Of course, the work isn’t feasible without funding. Programs rely on a variety of sources: grants, public funding, donations, and hospital budgets. Miner says he’s grateful that his institution is deeply supportive. “I can say, ‘We need 50 laptops to do taxes on a Saturday,’ and it’s no problem. I don’t have to go run a bake sale.”
Experts also advise getting physicians on board with recommending the services. Marcil notes that it’s not unusual for doctors to worry that patients don’t want to hear from them about money. In response, she points to research indicating that some 80% of patients appreciate such conversations. “Doctors tend to be data-driven, so that reassures them,” she says.
Other promotion efforts range from refrigerator magnets to social media campaigns. But one of the most effective methods is word-of-mouth from satisfied participants, say those involved.

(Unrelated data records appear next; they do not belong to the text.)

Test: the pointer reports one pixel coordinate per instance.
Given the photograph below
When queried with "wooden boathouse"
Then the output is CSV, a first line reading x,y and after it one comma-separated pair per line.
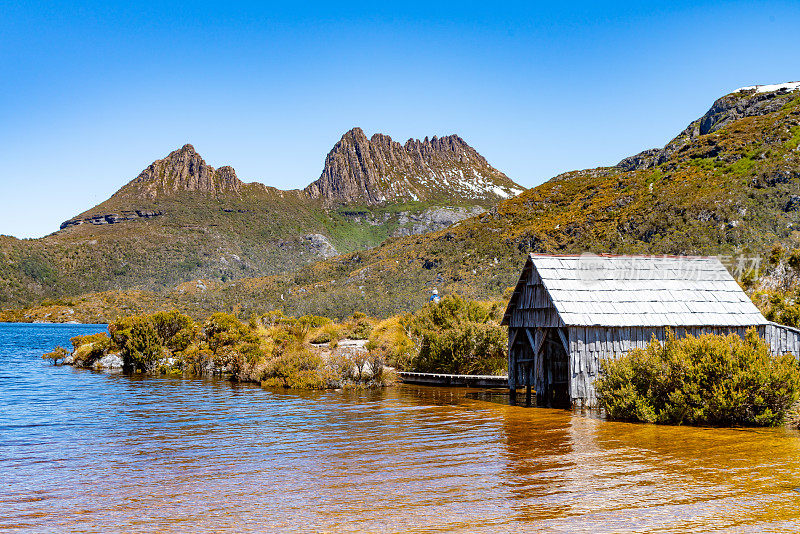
x,y
569,312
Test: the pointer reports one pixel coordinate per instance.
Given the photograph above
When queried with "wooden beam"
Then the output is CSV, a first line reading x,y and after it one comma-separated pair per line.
x,y
563,340
531,341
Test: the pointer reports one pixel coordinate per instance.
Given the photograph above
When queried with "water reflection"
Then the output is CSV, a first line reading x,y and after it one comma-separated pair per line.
x,y
91,452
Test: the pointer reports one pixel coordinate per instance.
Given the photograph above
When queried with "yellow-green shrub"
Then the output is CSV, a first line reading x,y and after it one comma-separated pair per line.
x,y
89,348
714,380
392,338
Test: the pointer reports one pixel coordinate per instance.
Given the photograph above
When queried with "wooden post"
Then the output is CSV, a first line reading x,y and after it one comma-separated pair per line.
x,y
512,366
528,370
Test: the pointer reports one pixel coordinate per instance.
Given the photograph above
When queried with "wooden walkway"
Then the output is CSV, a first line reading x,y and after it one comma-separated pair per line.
x,y
437,379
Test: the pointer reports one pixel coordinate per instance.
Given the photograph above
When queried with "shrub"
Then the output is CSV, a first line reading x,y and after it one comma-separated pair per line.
x,y
460,336
463,349
223,329
298,369
784,308
142,347
327,334
393,338
58,354
174,329
714,380
89,348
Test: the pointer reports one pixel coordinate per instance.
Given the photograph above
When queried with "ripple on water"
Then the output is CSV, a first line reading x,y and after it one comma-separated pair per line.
x,y
94,452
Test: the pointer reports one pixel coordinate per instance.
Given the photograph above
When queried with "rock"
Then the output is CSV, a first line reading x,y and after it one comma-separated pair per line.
x,y
318,244
432,220
111,218
378,169
730,108
109,362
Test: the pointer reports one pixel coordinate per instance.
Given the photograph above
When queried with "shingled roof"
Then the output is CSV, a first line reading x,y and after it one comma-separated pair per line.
x,y
590,290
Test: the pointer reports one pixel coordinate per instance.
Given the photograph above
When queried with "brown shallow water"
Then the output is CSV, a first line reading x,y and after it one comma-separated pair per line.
x,y
90,452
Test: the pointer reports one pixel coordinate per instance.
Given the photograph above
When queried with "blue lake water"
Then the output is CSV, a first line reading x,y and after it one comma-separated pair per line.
x,y
84,451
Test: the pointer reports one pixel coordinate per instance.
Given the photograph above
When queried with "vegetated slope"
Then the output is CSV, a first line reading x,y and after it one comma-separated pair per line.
x,y
182,219
728,184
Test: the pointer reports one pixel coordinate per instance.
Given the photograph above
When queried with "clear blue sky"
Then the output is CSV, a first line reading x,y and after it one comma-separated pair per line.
x,y
90,94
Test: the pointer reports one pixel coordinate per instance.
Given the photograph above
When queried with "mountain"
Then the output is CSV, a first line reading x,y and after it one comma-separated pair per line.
x,y
727,185
377,170
181,219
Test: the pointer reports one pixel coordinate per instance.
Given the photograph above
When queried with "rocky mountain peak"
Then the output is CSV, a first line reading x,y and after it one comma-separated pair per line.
x,y
745,102
379,169
182,170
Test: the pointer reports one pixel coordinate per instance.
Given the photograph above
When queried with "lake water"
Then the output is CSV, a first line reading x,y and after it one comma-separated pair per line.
x,y
82,451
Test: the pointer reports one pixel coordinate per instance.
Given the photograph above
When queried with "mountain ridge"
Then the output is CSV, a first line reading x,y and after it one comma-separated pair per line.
x,y
181,219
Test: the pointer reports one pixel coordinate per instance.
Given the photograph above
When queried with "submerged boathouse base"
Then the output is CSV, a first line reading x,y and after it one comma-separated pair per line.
x,y
567,313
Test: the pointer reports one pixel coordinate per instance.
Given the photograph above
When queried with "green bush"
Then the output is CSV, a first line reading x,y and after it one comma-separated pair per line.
x,y
463,349
392,338
784,308
708,380
223,329
89,348
461,337
140,345
58,354
174,329
298,369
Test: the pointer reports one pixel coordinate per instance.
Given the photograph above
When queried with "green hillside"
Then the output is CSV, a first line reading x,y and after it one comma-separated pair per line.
x,y
182,219
728,185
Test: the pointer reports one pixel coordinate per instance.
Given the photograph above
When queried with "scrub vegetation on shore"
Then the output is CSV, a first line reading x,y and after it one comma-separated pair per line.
x,y
307,352
705,380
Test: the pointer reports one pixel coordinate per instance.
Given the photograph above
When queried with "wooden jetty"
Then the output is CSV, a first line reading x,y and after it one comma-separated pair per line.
x,y
438,379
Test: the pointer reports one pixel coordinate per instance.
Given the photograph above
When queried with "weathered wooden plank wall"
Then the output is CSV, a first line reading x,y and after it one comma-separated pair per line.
x,y
534,307
589,345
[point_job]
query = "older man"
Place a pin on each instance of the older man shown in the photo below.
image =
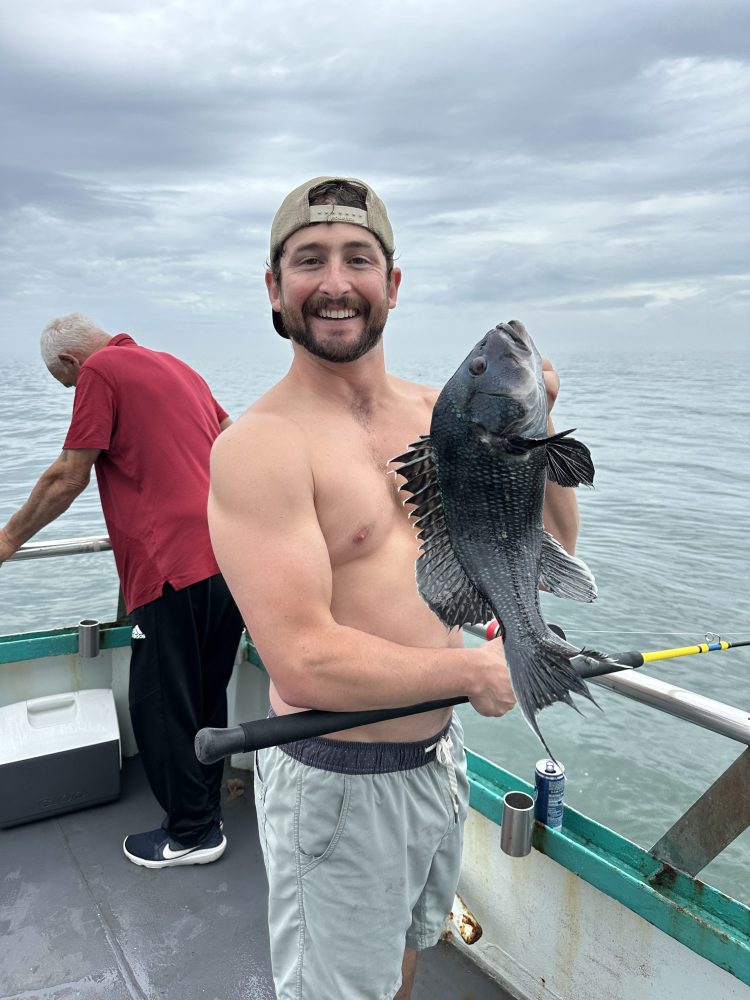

Like other participants who access MFPs as a part of their hospital employment, Perry had no doubts when he signed up for CHOP’s service. “These are people I see almost every day at work. We know each other,” he says. And Perry felt so good about the tax-prep program that he urged friends and family to participate. “Five or six people I know use it now, and I sent an email blast to residents [I work with] to promote it.”
Meanwhile, CHOP is working to expand its services to more populations and is now developing a financial literacy program specifically for teenagers.
The notion is that planning ahead and learning crucial skills can have a tremendous impact on adolescents, says Dalembert.
“We want this to be part of the transition into adulthood,” he says. “If teenagers start saving, even a small amount can balloon over time. That money and those financial skills can really be life-changing.”